あるITエンジニアが語る、パートナーとの付き合い方 - @IT自分戦略研究所
■放っておかれるのは寂しい とある常駐先でのことです。私の所属していたプロジェクトでは、先方の社員とパートナーとの交流がほとんどありませんでした。 新しい場所で交流がないのは結構寂しいです。パートナーとしてしばらくの間常駐する場所では、特にそうだと思います。単に寂しいだけならばよいのですが、プロジェクトに与える影響が大きいとなると大変です。 というのも、そのプロジェクトでは先方の社員の作業が多く、パートナーとの交流もほとんどないため、社員はパートナーの状況を細かく把握できずにいました。 そのため、パートナーは自然と放置されている時間が多くなっていたのです。 パートナーの方も、作業がない状態が続いても放置されているままで、自分からアクションを起こすことはありませんでした。長時間ネットサーフィンに興じている人もいましたし、中には堂々とスポーツ新聞を広げている人もいました。 実は私も同じような状況でした。先方の社員との交流もなく、パートナーということで社員との間にある種の線引きがされている状態で、自分がプロジェクトの部外者のように感じていました。
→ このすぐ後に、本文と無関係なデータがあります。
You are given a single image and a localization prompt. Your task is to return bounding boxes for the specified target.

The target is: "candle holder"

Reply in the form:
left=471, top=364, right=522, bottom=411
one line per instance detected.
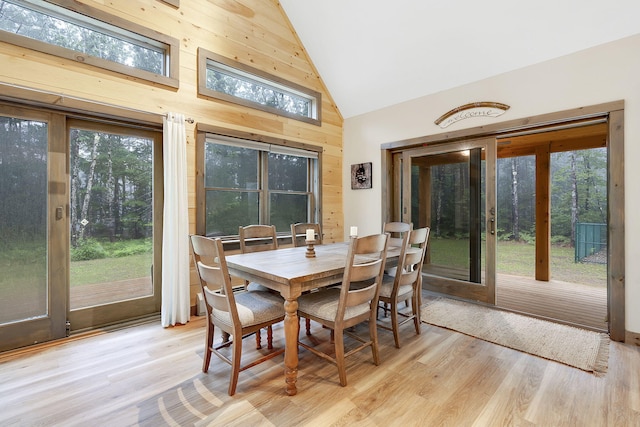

プロジェクトメンバーとしてのモチベーションが上がらず、積極的にプロジェクトにかかわっていくのが難しいと感じていました。 実際、担当している作業が早く終わっても、指示待ち状態で自分からは動かないことが多かったのです。 結局、コミュニケーション不足によって、実装フェイズになってから設計段階での認識不足や漏れが判明し、スケジュールへ大きな影響を与えてしまいました。 プロジェクト終了後の反省点として、自分がパートナーとして参加したときは、常駐先の社員とのコミュニケーションを積極的に取ることの大事さを痛感しました。
個人的な見解としては以下の通りです。
- 性善説として Webサービス事業会社側はITのプロとして作業を依頼している。担当作業のクオリティーにコミュニケーションが影響するのであればプロとして何らかのアクションを起こすべき。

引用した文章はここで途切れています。